И сияет в ночи алмазной,
Как одно виденье соблазна,
Тот загадочный силуэт.
И с ухватками византийца
С ними там Арлекин-убийца,
А по-здешнему – мэтр и друг.
Он глядит, как будто с картины,
И под пальцами клавесины,
И безмерный уют вокруг.
Ты приедешь в черной карете,
Царскосельские кони эти
Иупряжкаиха l’anglaise
На минуту напомнят детство
И отвергнутое наследство
…
Словно память «Народной воли».
Тут уже до Горячего поля,
Вероятно, рукой подать.
И смолкает мой голос вещий.
Тут еще чудеса похлеще,
Но уйдем – мне некогда ждать.
И уже, заглушая друг друга,
Два оркестра из тайного круга
Звуки шлют в лебединую сень
…
Но где голос мой и где эхо,
В чем спасенье и в чем помеха,
Где сама я и где только тень?
Как спастись от второго шага…
Вот беда в чем, о дорогая,
Рядом с этой идет другая,
Слышишь легкий шаг и сухой,
А где голос мой и где эхо,
Кто рыдает, кто пьян от смеха —
И которая тень другой?
По количеству истолкований последняя поэма Ахматовой обогнала самые загадочные произведения российской словесности, однако загадка этого уникального текста так и не разрешилась, даже теперь, когда опубликованы и ахматовские «Записные книжки» и вся, без изъятья, ее «Проза о Поэме».
Что-то несказанное было, видимо, и в отношении самой Ахматовой к этому тексту – как если бы не она властвовала над ним, а он над ней.
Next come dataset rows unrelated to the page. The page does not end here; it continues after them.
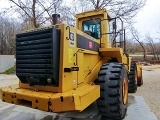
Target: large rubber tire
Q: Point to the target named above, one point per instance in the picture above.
(113, 100)
(132, 76)
(140, 79)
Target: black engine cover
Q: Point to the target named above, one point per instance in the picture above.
(38, 56)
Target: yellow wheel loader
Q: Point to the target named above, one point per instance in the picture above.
(65, 68)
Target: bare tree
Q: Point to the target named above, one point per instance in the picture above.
(36, 12)
(136, 37)
(125, 9)
(151, 42)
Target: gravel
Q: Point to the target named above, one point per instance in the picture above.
(150, 91)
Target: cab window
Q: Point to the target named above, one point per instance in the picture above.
(92, 27)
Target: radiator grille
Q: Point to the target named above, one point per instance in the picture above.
(37, 56)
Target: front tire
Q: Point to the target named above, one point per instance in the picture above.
(113, 82)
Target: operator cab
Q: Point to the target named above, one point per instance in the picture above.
(92, 27)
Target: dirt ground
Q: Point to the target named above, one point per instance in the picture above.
(150, 91)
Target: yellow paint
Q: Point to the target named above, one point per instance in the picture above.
(70, 55)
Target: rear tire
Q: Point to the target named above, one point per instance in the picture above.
(113, 82)
(132, 76)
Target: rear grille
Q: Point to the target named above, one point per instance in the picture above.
(37, 56)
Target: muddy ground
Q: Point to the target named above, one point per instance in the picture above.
(150, 91)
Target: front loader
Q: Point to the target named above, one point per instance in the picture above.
(65, 68)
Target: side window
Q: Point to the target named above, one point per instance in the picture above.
(92, 27)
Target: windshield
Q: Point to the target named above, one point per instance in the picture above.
(92, 27)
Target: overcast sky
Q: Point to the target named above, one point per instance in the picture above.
(147, 20)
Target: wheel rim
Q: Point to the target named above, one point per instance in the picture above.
(125, 91)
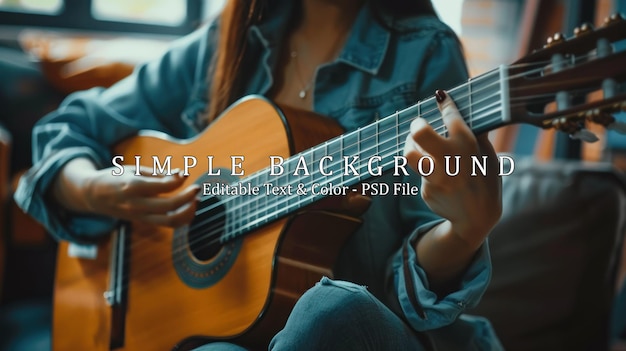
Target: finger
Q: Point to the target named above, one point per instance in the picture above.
(425, 137)
(488, 150)
(457, 128)
(160, 205)
(414, 155)
(152, 186)
(181, 216)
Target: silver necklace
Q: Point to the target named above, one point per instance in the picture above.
(305, 87)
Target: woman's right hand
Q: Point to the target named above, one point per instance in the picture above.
(80, 187)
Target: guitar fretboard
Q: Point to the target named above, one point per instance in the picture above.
(358, 155)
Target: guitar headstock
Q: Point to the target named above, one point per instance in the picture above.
(573, 81)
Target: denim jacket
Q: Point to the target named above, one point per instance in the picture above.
(384, 66)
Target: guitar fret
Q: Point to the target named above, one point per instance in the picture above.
(477, 102)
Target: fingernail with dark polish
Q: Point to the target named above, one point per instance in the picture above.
(440, 95)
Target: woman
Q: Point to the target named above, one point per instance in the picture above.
(423, 261)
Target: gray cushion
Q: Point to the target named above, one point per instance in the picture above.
(553, 256)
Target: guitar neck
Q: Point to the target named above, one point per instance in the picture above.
(359, 155)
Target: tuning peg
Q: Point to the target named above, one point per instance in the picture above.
(617, 126)
(583, 29)
(584, 135)
(555, 39)
(614, 18)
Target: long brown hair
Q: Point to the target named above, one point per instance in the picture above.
(235, 20)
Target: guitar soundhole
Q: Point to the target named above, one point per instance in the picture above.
(206, 229)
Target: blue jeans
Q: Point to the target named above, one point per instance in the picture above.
(337, 315)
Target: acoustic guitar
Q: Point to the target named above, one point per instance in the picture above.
(236, 271)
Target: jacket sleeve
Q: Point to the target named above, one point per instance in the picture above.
(443, 68)
(89, 123)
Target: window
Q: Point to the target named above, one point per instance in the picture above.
(172, 17)
(165, 12)
(50, 7)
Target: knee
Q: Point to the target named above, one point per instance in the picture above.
(335, 300)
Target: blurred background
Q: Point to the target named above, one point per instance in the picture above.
(50, 48)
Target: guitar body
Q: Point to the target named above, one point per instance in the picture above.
(246, 302)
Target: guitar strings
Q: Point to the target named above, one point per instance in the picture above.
(427, 112)
(213, 232)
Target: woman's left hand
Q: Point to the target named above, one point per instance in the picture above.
(471, 203)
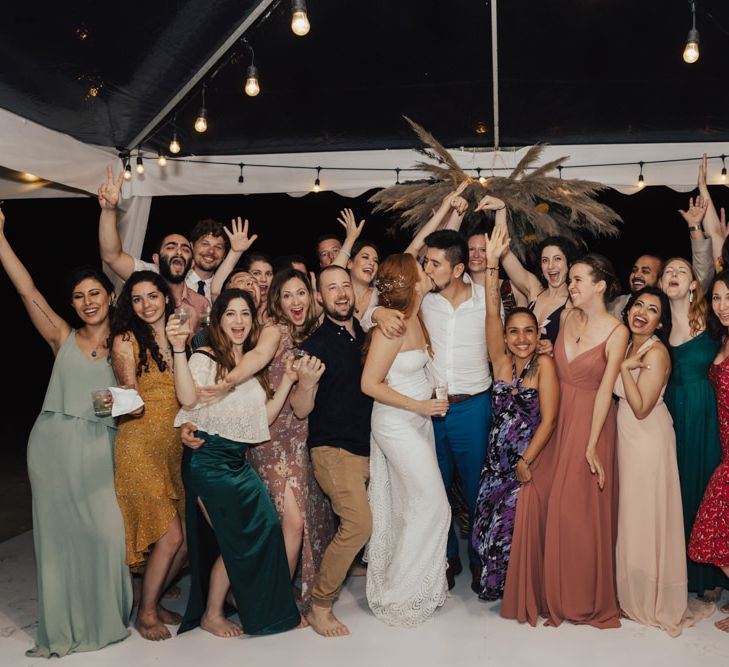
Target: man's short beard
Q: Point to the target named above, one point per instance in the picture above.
(166, 271)
(337, 316)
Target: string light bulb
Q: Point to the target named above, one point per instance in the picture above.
(252, 86)
(299, 20)
(201, 122)
(691, 50)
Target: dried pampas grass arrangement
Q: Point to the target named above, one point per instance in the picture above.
(539, 205)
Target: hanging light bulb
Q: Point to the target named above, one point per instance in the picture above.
(201, 122)
(691, 50)
(299, 20)
(174, 144)
(252, 86)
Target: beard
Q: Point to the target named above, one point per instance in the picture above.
(339, 317)
(165, 270)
Когда кто-то из друзей перебелил, переплел один из первых вариантов «Поэмы без героя», а затем в принаряженнном виде вернул автору, Ахматова отозвалась такими стихами:
И ты ко мне вернулась знаменитой,
Темно-зеленой веточкой повитой,
Изящна, равнодушна и горда…
Я не такой тебя когда-то знала,
И я не для того тебя спасала
Из месива кровавого тогда.
Не буду я делить с тобой удачу,
Я не ликую над тобой, а плачу,
И ты прекрасно знаешь почему.
И ночь идет, и сил осталось мало.
Спаси ж меня, как я тебя спасала,
И не пускай в клокочущую тьму.
Поэма спасала Анну Ахматову в течение двадцати трудных лет и отпустила во тьму только поздней осенью 1965 года, в канун своего двадцатилетнего присутствия в жизни автора. Той же осенью Анну Всея Руси свалил последний инфаркт, от которого ей уже не суждено было оправиться.